Another look needed for crimes by children in wake of Blessington, Elliott case

This article was first published by The Sydney Morning Herald

Bronson Blessington and Matthew Elliott were 14 and 16 respectively when they participated in the 1988 rape and murder of Janine Balding, one of the most shocking and abhorrent crimes in NSW history.

They received life sentences. Under the law at the time that effectively meant they would serve very lengthy periods in prison while retaining some slim prospect of being considered for release in the distant future if they were assessed as no longer posing a risk to the community.

Their life sentences reflected the gravity of their crime.
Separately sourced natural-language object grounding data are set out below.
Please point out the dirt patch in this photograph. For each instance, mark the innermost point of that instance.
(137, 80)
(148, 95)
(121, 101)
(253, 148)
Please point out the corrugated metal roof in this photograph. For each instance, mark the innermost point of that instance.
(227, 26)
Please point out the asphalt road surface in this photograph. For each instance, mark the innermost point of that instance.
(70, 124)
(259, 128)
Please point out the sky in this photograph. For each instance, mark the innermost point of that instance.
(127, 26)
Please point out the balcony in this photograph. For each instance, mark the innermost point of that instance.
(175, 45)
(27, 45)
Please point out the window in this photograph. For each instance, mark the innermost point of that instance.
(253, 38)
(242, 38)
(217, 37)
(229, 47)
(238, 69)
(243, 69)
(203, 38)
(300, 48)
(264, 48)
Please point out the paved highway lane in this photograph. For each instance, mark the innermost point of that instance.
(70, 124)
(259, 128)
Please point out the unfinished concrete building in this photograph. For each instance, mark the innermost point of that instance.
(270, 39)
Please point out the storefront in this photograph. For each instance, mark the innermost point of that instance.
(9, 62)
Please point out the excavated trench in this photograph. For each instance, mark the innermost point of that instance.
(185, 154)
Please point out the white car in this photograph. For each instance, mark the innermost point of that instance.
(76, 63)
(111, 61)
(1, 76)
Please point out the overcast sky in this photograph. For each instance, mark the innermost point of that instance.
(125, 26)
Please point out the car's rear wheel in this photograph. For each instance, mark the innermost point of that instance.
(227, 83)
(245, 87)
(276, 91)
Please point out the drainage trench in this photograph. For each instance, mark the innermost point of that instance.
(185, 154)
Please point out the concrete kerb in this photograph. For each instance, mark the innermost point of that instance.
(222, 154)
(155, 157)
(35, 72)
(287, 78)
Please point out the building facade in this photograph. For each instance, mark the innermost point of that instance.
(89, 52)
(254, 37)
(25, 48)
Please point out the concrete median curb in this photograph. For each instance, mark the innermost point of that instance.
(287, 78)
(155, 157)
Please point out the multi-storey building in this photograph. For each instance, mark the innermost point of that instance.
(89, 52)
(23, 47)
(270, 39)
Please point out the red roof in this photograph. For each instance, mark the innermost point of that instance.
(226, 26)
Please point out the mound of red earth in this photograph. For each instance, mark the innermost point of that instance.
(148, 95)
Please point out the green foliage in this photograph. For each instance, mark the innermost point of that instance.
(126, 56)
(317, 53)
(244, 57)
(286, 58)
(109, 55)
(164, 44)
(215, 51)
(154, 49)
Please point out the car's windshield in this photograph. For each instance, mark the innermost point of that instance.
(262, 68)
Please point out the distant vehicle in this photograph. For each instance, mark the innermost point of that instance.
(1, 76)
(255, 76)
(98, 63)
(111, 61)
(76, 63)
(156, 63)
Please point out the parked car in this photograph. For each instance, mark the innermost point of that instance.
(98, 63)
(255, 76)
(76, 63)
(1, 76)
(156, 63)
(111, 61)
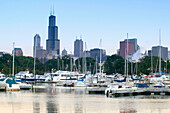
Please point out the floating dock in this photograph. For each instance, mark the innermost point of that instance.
(140, 91)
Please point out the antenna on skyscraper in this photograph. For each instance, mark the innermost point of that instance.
(53, 9)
Their slim prospects of eventual release reflected their special status as children.

That all changed when, about a decade after they'd been sentenced, the NSW Government embarked on a campaign of retrospective law reform to ensure Blessington and Elliott would, in the words of then Premier Bob Carr, remain "cemented in their cells" for the rest of their lives.
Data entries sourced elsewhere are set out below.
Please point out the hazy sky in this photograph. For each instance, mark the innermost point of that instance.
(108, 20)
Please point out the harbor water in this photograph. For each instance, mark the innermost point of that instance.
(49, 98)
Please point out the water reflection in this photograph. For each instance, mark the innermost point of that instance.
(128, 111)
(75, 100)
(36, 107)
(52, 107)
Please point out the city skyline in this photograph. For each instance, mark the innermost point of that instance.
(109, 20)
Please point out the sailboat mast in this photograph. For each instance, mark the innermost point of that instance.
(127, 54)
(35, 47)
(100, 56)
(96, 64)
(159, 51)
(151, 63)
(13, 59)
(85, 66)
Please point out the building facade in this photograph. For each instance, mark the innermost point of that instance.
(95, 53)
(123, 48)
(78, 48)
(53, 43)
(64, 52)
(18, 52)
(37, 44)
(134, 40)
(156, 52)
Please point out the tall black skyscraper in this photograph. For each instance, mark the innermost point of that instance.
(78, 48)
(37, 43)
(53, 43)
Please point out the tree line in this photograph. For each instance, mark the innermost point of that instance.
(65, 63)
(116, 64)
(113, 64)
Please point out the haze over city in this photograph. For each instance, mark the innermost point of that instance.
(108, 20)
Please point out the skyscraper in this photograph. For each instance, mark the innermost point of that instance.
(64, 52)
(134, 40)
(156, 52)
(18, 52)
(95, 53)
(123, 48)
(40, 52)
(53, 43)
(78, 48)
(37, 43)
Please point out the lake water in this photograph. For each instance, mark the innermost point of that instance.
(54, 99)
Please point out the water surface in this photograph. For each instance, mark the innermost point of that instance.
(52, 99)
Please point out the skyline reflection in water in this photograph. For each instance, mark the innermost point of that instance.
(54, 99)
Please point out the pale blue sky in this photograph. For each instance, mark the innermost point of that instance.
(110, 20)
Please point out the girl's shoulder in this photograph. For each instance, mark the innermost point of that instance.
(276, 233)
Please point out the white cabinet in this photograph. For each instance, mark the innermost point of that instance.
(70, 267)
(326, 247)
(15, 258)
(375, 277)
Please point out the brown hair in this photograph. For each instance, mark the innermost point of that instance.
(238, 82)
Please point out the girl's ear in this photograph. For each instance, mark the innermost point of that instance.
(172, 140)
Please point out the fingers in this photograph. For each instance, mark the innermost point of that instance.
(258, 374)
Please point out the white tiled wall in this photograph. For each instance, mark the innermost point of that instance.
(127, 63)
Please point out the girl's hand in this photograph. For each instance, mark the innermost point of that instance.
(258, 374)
It is a well-established principle of international human rights law that children shouldn't be locked up without any meaningful prospect of ever being released. 

That is the fundamental principle at the heart of the United Nations Human Rights Committee decision against the life imprisonment of these two. Apart from a few states in the United States (which has not ratified the Convention on the Rights of the Child), Australia is the only country in the world that still has children imprisoned forever without any real possibility of parole.

Underpinning international law's long-standing prohibition on life without parole for children is the recognition that while they can commit the same crimes as adults, their culpability and capacity for rehabilitation are fundamentally different.

Children are still developing physically, mentally and emotionally. They don't have adults' ability to reason, evaluate consequences, resist peer pressure or control impulses. Their ability to empathise is also not yet fully developed, which is partly why in times of war some of the most heinous acts are committed by child soldiers.

It is precisely because children are not yet "grown up" that we don't let them drive cars, consent to certain medical procedures, vote or buy alcohol or cigarettes. We recognise their relative immaturity in denying them certain rights and responsibilities. We should equally recognise it when they commit crime.

Our instinctive reaction to particularly horrific crimes by children may be to simply lock them up and hurl the key as far away as humanly possible. But international law requires a more considered response. While it doesn't require setting a specific release date, it does reject locking children up forever without any prospect of there ever being one.

Special recognition of the status of child offenders is especially important in cases of children who have themselves been subjected to truly shocking exploitation, abuse, poverty and crime, as Blessington and Elliott had been. Both were violently and repeatedly beaten in their childhood homes. Both were sexually abused by persons in positions of power and trust. Both were homeless. Both had a range of cognitive and behavioural problems stemming from such incredibly traumatic childhoods.

Blessington and Elliott clearly perpetrated a grave injustice. They also endured several themselves.

While the public outrage at their crime was justified, the subsequent campaign of populist and retrospective law reform was not. These reforms did not make the community safer - Blessington and Elliott were already serving life sentences and had only slim prospects of being released if and when they were ever considered to no longer pose a risk. Nor did those reforms right the wrong which had been perpetrated.

They served only to take what was an appropriately firm response to a horrible crime beyond the bounds of international human rights law.

The UN's decision confirms it was a violation of the International Covenant on Civil and Political Rights and the Convention on the Rights of the Child for the NSW Government to forever exclude Blessington and Elliott's slim prospects of release. Doing so retrospectively a decade after they had been sentenced also undermined a fundamental tenet of the rule of law.

In compliance with the UN decision, the offending NSW legislation needs to be amended. The amendment doesn't need to provide for Blessington and Elliott's release. It does, however, need to ensure that in all cases involving crimes by children the possibility of release isn't completely and permanently excluded.